Je suis fascinée par la vitesse incroyable avec laquelle le temps passe depuis l’époque de notre génération X et par le niveau extreme des choses qu’ils font, regardent et savent. Et c’est parce que la technologie avance à la vitesse de la lumière. Ma génération n’a pas eu accès à cette technologie les vingt premières années de sa vie. Je sais lire, écrire à la main et rêver.

Aujourd’hui, les jeunes ne lâchent pas leur portable. Leur vie se passe à travers le téléphone. Je trouve ça effrayant. Mais il y a aussi des enfants incroyables qui utilisent cette technologie pour construire leurs vies d’une manière positive.

En fait, personne ne connaît les effets engendrés par un changement de mode de vie aussi rapide. Je sais que ça m’affecte mais j’ai vécu aussi avant sans cette technologie.
Je suis sûre que les millennials me regardent et se disent, qui est cette vieille?

Tu as essayé de devenir actrice avant de devenir photographe et réalisatrice? Pourquoi as tu préféré arrêter et être plutôt derrière la caméra?

J’étais une actrice horrible! Vraiment, vraiment mauvaise. C’est dommage, car c’est vraiment ce que je voulais être ! Mais je ne savais pas à l’époque qui j’étais vraiment. Je n’avais aucune base, aucune confiance pour jouer.

J’ai toujours aimé écrire et quand j’ai essayé la réalisation, j’ai immédiatement adoré cela, je pouvais être le chef d’orchestre sans être obligée de jouer.

J’adore les acteurs. Etre acteur n’est pas un travail facile. Mais j’aime mon travail qui peut être long, impliqué, parfois douloureux mais toujours satisfaisant.

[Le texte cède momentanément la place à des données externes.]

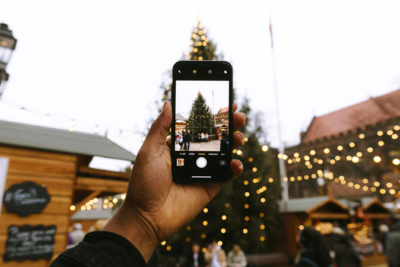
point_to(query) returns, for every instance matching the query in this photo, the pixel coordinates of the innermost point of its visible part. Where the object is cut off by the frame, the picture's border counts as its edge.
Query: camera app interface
(202, 117)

Tu as réalisé le film « Behind the Door » pour célébrer la réouverture du Ritz à Paris. As tu des souvenirs personnels liés au Ritz Hotel?

J’adore le Ritz à Paris depuis l’époque où j’y allais avec mes parents quand j’étais une petite fille.

Il y règne une atmosphère féerique, non seulement parce ce que c’est un bel hotel mais aussi parce que les gens qui le gèrent en font un lieu magique ou tous les rêves se réalisent.

C’est pour cette raison que le film est très fantastique avec des clefs et des portes magiques qui mènent vers un monde sauvage de cache-cache, une sorte de jeu d’enfance mais avec en plus tous les meilleurs costumes et personnages.

S’il fallait ne garder qu’un un film dans une capsule témoin pour faire un voyage dans le temps, comme une preuve d’humanité d’ici quelques milliards d’années, quand il n’y aura plus de traces de l’homme, lequel choisirais-tu ?

Oh, je déteste ce genre de question!

J’aime tellement les films qu’il est vraiment très dur pour moi d’en choisir seulement un. Mes films préférés parlent surtout de la souffrance humaine.

J’aurais eu probablement une meilleure réponse avant l’élection de Trump mais maintenant il y a un ‘avant-Trump’ et un ‘après-Trump’. Mon choix ‘avant-Trump’ serait « La vie est belle » et mon choix ‘après-Trump » serait « Docteur Folamour ».

Tu es mariée avec Sébastien Chenut du duo pop-electro français Scratch Massive, la musique tient elle une place importante dans tes films?

Mariée au compositeur ! Sincèrement Seb a un goût incroyable pour la musique et le cinéma . Et il a su comment m’orienter vers un son plus moderne pour mes films. C’est une partie tellement importante de l’histoire.

La musique est un personnage du film comme le lieu en est un aussi.

J’adore ce qu’il fait et comme je le considère comme ‘notre style’, cela me fait toujours très plaisir quand les gens l’apprécient vraiment.

Imagine toi enfermée toute une nuit dans un grand magasin de musique comme il en existe à Los Angeles, quel vinyle écouterais tu?

La bande de son de DIVA, Nina Simone, Led Zeppelin ‘Houses of the Holy’, Wham! ‘Make it Big’, je ne sais pas, je suis vraiment très old-school …

Etant ami avec Marc Jacobs et ayant réalisé le film « The Powder Room » pour Miu Miu, la mode, est elle un terrain de jeu intéressant pour toi en tant que photographe et réalisatrice?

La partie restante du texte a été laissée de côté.